With talks underway on the deal to take Britain out of the EU, and the Brussels negotiator Michel Barnier threatening to “educate” the UK about the consequences of Brexit, the headlines have been bleak.
Newspapers are filled with stories of major banking institutions making plans to decamp to Frankfurt, Paris, Dublin or elsewhere in an effort to preserve their connections with the world’s biggest trading bloc, where London is “outside”.
It might be easy to believe the gloomy prognostications of some that this is the only and inevitable trend, and that London as a world financial centre is somehow doomed.
However, only last month, Deutsche Bank signed a new 25-year lease for its London headquarters, confirming its commitment to the City. This is just one of a number of institutions that have recently announced their decision to remain in London.
This should come as no surprise given that relocation costs for firms could be £50,000 per person, according to New York-based consulting firm Synechron, while employees are unlikely to be willing to move away from friends and uproot families
Simply put, there is no single obvious rival to London in the EU. Although Brexit will no doubt have its challenges, the capital’s GDP is nevertheless predicted to grow at a rate of 2.3 per cent each year between now and 2021, beating Paris at 1.6 per cent and Frankfurt at 1.5 per cent, according to research firm Oxford Economics.
In fact, the biggest potential changes to the structure and cost base of the financial industry come from innovation, including blockchain-style technology, while investors increasingly seek growth opportunities outside the mainly sluggish G7 economies.
London headquartered firms are at the heart of driving these rapid changes: out of this year’s FinTech50, the list of 50 European businesses who are transforming financial services chosen by a panel of industry experts at FinTechCity, 31 firms are headquartered in London.
No other city comes close to this. Government backing, digital expertise and a large consumer base are among the factors that have helped to cement London’s fintech capital status.
In addition, London has a history of modern finance and retains infrastructure and innovation powers that other centres will have a hard time beating. It benefits from English as the international language of business, an independent and competitive currency, and the midway time difference to act as a hub between Asia and the US.
It would be naive to say that the UK’s banks are in perfect shape, or have unassailable advantages over their international competition, but their challenges are not primarily connected to Brexit. In the case of London and its global relevance, it’s not just the banks that play a part in making London a business hub; the city’s strength lies in its diversity.
Its status as a financial powerhouse is based on its range of interlinked services, covering investment, insurance, accounting, legal, advisory, and increasingly financial technology. The interdependence and connectivity available to companies in London is second to none and the product of decades of drawing in some of the best and brightest from the rest of the planet.
This will not disappear overnight and reappear in the same breath on the continent or anywhere else.
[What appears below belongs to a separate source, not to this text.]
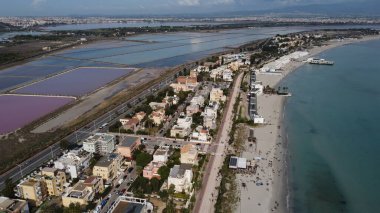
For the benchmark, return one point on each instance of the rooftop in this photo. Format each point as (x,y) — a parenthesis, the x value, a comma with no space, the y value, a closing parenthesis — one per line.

Silicon Valley may have digital innovation, New York the traditional financial services heritage, and Washington DC responsibility for setting the policy agenda, but in London you find all three of these elements sitting side by side, driving the financial services industry forward.
No matter what type of Brexit we end up with in 2019, London will remain a significant platform for financial services and business in Europe and worldwide. Yes, we need our politicians to make a success of the process, but innovation and commercial reality is driving London on regardless.